How to keep your drivers driving when car deliveries are delayed
The cars you want, when you want them? Not so fast! OEMs are still experiencing shortages of material and manpower, and other disruptions. But delivery delays can be managed, with the help of your fleet supplier. Here are two expert views, from ALD Automotive and Fleet Logistics.
What are the delivery delays that you and your customers are experiencing?
Thibault Alleyn (Head of Global Mobility Solutions at Fleet Logistics): “Delivery times have not improved since the start of 2022. We continue to see increasing pressure with practically all brands, independently of powertrains or production locations. The next challenge linked to this situation are reducing timelines of price validity, in combination with recurring price increases and reviewed discount structures. Overall, this leads to great tensions between supply and demand, and between OEMs and funding suppliers.”
Thierry Faure (General Manager Global Strategic Accounts, ALD): “The average delay is between 6 and 18 months, and it has further deteriorated for some makes, German ones in particular. The conflict in Ukraine has further disrupted some supply chains. We see LCV models with even longer delivery times than passenger cars. Obviously, EVs are least impacted, as OEMs need to achieve their CO2 targets to avoid penalties.”

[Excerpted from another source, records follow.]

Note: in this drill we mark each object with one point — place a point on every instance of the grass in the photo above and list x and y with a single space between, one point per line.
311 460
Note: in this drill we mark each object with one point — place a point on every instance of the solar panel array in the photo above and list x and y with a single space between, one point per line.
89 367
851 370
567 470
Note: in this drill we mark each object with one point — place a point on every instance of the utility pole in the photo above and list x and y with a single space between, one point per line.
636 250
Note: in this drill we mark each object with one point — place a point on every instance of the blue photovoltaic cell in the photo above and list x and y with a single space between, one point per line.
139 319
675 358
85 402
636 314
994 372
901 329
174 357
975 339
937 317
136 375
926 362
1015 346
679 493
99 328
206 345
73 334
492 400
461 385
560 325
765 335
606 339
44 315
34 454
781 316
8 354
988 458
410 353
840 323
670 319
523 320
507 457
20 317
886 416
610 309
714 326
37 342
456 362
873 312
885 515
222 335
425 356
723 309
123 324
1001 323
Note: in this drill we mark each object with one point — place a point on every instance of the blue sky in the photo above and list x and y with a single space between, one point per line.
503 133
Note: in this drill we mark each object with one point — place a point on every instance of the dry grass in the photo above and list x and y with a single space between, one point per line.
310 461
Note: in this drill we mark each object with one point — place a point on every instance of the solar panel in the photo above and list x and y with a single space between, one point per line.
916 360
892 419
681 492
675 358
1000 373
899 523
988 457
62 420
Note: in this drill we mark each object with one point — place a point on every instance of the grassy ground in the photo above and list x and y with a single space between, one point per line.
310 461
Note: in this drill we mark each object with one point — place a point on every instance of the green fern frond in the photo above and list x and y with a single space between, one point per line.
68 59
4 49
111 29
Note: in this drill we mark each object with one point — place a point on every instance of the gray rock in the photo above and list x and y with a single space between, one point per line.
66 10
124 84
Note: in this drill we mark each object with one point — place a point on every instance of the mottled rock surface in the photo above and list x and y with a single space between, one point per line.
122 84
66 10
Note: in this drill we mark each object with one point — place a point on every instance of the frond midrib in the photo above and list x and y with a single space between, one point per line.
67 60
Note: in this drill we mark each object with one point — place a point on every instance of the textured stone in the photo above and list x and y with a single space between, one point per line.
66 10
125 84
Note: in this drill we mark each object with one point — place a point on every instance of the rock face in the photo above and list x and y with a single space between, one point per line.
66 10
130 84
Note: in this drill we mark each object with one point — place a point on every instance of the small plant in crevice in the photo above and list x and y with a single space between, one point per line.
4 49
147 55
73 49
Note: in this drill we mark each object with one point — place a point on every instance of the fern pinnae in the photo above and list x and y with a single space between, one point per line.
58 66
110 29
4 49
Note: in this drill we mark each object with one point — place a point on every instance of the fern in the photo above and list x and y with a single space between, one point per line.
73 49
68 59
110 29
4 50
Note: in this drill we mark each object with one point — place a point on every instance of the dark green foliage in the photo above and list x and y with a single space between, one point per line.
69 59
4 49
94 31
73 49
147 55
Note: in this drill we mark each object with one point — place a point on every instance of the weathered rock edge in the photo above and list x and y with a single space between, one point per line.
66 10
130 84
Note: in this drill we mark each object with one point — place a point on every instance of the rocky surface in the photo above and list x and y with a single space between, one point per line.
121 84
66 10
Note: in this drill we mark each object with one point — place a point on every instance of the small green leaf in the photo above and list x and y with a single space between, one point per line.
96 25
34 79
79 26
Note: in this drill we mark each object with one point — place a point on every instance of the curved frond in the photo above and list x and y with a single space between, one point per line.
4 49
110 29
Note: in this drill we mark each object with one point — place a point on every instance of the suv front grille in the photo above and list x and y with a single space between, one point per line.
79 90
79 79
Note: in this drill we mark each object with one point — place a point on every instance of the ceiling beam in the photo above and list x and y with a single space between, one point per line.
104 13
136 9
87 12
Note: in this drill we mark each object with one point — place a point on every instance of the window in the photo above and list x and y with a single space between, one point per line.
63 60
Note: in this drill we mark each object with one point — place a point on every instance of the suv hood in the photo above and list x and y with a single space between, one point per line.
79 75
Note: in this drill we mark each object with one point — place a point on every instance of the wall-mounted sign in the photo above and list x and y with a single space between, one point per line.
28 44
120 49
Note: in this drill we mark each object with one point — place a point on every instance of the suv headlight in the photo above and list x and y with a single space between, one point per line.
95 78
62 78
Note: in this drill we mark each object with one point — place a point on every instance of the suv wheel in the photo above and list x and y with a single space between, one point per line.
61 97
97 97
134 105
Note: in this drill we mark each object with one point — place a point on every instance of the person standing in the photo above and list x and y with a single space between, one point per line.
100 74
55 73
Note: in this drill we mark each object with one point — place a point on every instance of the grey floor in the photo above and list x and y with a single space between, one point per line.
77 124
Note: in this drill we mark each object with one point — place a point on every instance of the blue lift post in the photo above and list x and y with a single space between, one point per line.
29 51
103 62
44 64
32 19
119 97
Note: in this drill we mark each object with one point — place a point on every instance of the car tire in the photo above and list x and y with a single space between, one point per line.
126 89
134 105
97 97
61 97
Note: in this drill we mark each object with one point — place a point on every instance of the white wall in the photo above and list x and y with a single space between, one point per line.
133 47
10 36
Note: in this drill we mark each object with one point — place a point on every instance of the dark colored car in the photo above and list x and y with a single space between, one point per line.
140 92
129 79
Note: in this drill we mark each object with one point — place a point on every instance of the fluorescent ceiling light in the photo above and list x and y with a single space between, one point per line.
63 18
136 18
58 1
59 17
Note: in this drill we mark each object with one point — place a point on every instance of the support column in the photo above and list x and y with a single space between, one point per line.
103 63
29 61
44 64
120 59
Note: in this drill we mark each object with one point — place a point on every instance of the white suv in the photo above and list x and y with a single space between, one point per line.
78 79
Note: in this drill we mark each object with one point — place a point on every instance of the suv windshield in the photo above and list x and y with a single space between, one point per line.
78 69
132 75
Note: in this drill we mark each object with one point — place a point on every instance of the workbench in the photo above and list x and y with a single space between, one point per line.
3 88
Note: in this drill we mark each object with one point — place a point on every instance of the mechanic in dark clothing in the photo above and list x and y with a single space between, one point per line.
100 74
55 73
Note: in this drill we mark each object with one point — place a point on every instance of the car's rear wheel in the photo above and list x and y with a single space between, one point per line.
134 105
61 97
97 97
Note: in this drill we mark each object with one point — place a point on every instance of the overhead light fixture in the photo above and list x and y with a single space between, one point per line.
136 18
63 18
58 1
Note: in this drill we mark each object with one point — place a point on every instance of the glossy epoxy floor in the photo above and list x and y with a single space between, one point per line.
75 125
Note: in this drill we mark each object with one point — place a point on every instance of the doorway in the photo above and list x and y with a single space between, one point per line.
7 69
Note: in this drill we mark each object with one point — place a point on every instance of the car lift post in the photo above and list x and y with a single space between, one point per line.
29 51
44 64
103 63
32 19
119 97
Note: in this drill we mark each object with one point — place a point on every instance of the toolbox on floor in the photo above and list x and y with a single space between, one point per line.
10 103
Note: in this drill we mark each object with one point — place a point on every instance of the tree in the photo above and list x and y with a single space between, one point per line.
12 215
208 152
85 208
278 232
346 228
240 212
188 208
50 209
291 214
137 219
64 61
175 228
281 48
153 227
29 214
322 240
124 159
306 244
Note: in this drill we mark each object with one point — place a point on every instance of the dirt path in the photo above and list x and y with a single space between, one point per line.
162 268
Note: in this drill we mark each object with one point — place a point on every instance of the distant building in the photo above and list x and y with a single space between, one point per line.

Which solutions do you propose to your customers to deal with these delays?
Thierry Faure (ALD): “We offer contract extensions, and we also provide advice on alternative brands and models that are more readily available. This includes TCO comparisons across models within the same segment. We also propose ALD Flex, which offers rental agreements from one to 24 months for new and used cars, with the flexibility to return the car at any time without penalty. ALD Flex uses our fleet pools in each country.”
Thibault Alleyn (Fleet Logistics): “The possibilities include contract extensions, adding new models and/or brands, used-car leasing, mobility alternatives, short-term rental, etcetera.”
Which of the solutions that you propose are the most popular, and the most effective?
Thierry Faure (ALD): “ALD Flex is the most popular. Contract extensions are becoming increasingly more difficult because some vehicles have already been extended due to covid lockdowns and various previous disruption in supply chains. These cars are also ageing, with high mileage, and cannot be further extended. Adding new models requires more change management and deviation from existing car policies and for some fleets, this is not that straightforward.”
Thibault Alleyn (Fleet Logistics): “Fleet operators have limited options. The first and most important action is to get more control and transparency over the fleet and its actual usage. This can be achieved internally by the company, or with support from third parties like Fleet Logistics. We have the tools and processes to monitor this on a continuous basis. Next step is to make sure new orders are initiated on time – up to 12 months prior to the end of the contract, in combination with effective pool and/or surplus vehicle management.
“Last but not least, drivers must be pro-actively informed of current market realities. This will generate support and understanding when the company is defining alternatives to keep its employees mobile. The ability to be flexible in terms of supply and therefore the option to plug-and-play additional types of suppliers - while respecting long term partnerships - is indeed key for the foreseeable future.”